The Fix: We restored the 1-second performance by switching to UNION ALL and implementing a manual two-stage GROUP BY. This effectively “opts out” of the mandatory sorting pass while maintaining 100% data integrity for our bitmasks.

Hi @marcardar that’s great news on the root cause. There have been many changes recently to the upstream SQLite optimizer. This is not the first time we’ve heard about abrupt performance changes for specific queries between versions as a result of those changes. Incidentally this is exactly the sort of thing that PRAGMA cipher_profile is designed to help troubleshoot. By comparing logs between versions it is easy to identify and triage specific statements with a significant performance difference.

At any rate, we’re glad to hear that SQLCipher itself was not the issue, and that you have a fix in place for the application!

I was thinking more generally about this. Is there a possibility of decoupling sqlcipher from the sqlite version? Maybe just enforce a min sqlite version instead. Or failing that, just updating sqlite less often to reduce the number of moving parts with each release?

Hello @marcardar thanks for the additional feedback. To be upfront, decoupling is not really feasible. SQLCipher hooks directly into SQLite internals and uses private APIs. That means news changes to SQLite upstream could break SQLCipher, or new SQLCipher changes might not work with old SQLite versions. We closely monitory and extensively test the SQLCipher / SQLite version combinations accordingly, and only consider the tested combination to be supported.

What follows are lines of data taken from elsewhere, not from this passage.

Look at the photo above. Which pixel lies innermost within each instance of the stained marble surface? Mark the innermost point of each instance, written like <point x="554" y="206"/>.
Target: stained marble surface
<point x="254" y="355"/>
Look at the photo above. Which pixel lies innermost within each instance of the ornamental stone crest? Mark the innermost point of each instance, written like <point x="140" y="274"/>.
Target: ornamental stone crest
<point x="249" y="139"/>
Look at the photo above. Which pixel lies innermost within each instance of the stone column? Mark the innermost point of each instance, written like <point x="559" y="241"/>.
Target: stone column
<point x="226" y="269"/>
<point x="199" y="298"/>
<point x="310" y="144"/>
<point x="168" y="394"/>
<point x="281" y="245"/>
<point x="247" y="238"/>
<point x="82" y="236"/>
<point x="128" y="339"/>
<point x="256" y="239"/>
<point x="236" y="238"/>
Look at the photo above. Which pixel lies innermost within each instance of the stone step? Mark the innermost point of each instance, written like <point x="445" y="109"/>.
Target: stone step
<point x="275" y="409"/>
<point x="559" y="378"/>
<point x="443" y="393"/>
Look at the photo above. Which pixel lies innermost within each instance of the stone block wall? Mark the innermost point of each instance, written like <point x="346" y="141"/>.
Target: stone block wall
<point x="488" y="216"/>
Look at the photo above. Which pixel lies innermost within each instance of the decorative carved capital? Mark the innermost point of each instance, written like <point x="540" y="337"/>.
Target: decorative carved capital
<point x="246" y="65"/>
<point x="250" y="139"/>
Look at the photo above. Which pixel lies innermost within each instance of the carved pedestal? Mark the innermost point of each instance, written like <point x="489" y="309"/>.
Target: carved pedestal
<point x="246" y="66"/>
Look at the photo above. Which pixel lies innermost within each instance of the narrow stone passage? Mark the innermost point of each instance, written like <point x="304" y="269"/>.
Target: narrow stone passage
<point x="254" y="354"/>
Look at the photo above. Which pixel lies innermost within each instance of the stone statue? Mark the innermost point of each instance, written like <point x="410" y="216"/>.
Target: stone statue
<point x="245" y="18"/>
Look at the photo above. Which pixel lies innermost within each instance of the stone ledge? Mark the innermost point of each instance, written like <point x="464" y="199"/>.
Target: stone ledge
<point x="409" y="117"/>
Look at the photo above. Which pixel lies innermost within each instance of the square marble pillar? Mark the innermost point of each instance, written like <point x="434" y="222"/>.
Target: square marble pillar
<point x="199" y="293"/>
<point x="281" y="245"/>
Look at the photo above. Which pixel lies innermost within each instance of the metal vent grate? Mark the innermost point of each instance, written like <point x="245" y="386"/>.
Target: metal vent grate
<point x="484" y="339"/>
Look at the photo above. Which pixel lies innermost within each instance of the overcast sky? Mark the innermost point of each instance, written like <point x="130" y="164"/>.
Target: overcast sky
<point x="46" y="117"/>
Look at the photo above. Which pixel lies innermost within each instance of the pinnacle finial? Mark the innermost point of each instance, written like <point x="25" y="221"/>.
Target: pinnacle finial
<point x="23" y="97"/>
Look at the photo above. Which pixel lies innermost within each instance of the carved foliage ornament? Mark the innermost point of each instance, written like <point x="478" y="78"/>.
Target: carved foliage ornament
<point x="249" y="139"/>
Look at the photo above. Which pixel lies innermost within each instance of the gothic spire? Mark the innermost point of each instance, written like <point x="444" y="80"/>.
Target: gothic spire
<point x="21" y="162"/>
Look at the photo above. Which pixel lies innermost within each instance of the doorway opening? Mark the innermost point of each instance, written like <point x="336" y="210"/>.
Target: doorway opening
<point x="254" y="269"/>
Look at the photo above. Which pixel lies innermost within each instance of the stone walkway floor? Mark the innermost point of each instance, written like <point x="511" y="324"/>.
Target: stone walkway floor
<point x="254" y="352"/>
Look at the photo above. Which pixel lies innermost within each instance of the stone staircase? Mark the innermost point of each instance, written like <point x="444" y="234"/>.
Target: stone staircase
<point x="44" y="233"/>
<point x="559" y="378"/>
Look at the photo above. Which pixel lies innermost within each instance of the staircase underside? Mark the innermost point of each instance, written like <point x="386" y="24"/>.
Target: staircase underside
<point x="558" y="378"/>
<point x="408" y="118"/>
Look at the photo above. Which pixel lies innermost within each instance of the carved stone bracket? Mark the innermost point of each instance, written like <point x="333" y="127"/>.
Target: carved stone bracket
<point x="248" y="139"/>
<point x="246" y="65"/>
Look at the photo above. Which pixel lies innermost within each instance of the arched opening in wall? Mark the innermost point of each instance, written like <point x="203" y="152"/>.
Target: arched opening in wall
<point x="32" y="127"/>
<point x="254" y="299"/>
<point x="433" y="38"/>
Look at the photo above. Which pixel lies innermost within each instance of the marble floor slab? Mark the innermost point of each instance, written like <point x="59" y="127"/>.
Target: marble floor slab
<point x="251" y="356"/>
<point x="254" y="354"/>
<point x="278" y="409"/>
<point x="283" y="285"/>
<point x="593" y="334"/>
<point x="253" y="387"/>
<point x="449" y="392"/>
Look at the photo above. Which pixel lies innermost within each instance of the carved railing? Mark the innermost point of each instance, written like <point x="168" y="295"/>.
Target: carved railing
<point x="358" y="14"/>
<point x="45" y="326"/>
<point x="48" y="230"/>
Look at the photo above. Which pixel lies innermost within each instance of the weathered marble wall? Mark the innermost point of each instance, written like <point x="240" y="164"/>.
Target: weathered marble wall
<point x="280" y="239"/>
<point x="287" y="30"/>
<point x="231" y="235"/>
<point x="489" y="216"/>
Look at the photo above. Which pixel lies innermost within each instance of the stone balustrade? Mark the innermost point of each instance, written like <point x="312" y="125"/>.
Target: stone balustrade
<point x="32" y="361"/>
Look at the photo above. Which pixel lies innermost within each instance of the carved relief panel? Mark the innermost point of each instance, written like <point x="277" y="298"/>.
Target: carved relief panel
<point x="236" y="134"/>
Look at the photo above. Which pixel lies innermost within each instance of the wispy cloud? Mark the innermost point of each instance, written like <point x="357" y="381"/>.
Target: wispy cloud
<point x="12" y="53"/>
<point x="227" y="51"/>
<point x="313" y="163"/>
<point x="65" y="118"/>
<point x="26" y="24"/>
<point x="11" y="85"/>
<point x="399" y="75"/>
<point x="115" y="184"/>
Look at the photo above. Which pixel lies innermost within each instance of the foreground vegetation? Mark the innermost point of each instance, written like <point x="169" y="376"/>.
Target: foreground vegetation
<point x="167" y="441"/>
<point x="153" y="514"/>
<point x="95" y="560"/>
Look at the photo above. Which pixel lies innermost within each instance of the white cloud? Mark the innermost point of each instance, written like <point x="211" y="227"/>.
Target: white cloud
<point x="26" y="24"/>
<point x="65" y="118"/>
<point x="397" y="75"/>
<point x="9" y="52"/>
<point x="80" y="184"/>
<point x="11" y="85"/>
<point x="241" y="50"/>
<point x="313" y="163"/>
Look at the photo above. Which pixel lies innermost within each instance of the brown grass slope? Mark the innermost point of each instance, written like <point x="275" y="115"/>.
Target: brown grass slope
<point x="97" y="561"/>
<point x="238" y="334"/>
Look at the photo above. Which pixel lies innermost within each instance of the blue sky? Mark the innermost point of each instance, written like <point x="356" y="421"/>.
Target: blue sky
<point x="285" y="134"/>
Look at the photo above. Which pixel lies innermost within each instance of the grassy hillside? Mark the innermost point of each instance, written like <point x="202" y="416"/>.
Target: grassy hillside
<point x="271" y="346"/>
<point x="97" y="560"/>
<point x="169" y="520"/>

That said, SQLCipher is already very conservative, compared to other SQLite-derived projects, about upstream adoption. We try hard to only rebase on “stable” SQLite versions (e.g. those where active patching is usually not occurring) and typically run one major version behind the upstream. However, that is not always possible, especially when important security updates are required, but it is the usual case.

As a result, slowing down the adoption of SQLite versions even further isn’t really desirable as a project. Instead, we try to make sure that the right tools are available to identify the cause of bottlenecks. SQLCipher core already includes numerous tools that can be used for this (profile and log settings), in addition to the built-in SQLite functions (explain, etc), and our commercial / enterprise have even more.

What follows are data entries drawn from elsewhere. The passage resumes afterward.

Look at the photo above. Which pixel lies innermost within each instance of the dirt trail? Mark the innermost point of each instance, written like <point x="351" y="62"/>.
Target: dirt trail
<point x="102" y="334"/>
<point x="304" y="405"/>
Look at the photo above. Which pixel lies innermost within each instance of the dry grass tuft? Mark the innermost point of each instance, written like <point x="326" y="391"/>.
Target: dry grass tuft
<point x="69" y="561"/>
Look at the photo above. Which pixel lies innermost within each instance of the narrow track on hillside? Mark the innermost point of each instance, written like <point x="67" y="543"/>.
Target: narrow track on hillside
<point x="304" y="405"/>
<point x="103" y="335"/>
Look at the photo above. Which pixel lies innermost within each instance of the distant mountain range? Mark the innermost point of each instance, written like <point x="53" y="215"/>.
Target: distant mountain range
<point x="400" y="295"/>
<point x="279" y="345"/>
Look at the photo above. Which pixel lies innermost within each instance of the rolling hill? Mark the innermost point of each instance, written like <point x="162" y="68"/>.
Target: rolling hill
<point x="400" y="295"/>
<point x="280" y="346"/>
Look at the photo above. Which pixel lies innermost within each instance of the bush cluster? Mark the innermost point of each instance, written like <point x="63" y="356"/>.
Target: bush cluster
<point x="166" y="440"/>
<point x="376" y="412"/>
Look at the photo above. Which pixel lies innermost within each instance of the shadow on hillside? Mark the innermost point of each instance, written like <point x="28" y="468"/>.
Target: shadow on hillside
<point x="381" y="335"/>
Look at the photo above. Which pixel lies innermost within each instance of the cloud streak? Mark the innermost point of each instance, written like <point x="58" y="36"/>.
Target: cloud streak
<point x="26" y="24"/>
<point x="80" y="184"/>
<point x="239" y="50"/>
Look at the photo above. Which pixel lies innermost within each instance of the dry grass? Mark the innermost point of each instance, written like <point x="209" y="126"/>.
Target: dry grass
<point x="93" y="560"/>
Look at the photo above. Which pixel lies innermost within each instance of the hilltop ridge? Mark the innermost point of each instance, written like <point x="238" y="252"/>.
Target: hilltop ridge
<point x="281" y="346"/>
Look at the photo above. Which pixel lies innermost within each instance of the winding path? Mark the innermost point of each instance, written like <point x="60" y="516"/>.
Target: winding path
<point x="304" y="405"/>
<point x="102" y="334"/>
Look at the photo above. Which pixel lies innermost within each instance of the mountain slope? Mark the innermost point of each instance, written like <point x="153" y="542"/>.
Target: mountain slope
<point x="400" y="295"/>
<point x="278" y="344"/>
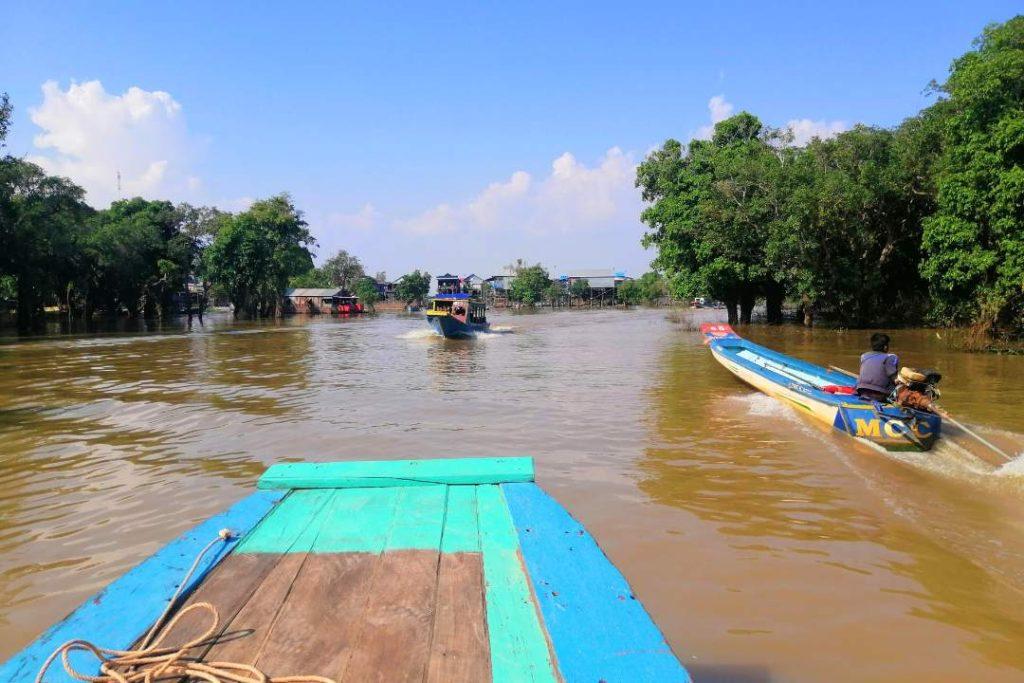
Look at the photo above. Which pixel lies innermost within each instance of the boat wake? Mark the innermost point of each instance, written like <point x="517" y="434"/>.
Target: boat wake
<point x="422" y="333"/>
<point x="497" y="331"/>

Let me know if this makes sense.

Thanks Stephen, that all makes sense.

Considering the tight coupling, have you considered versioning sqlcipher to reflect the sqlite version? For example, 3.53.1.foo. This way, if sqlite did release a security patch for an older version, say, 3.52.1, you would still be able to support that with a 3.52.1.bar release even though 3.53.1.foo is the latest sqlcipher version. Just a thought.

Hi @marcardar, yes, I know that several other projects do versioning based of SQLite’s numbers. However, almost all of those projects are either exceedingly simple, or are basically just language wrappers around the SQLite library. Neither of those apply to SQLCipher’s situation, where there are meaningful functional enhancements, separate compatibility considerations, independent long-term development, and multiple extended packages.

To directly address the subject of backports, in almost 20 years of following SQLite development I can only recall a single time there has been an officially communicated backported release, and even then it was fossil only. The SQLite development and release process is very linear, and SQLCipher’s follows that lead.

I’m definitely not trying to discourage discussion on the topic, and we remain receptive to feedback. We’ve extensively considered many different version strategies over this project’s long history. While no versioning system is perfect, we do feel strongly that versioning separately from SQLite is appropriate. That said we do occasionally make changes to address issues or improve clarity, and we’ll consider the feedback on the thread in the future.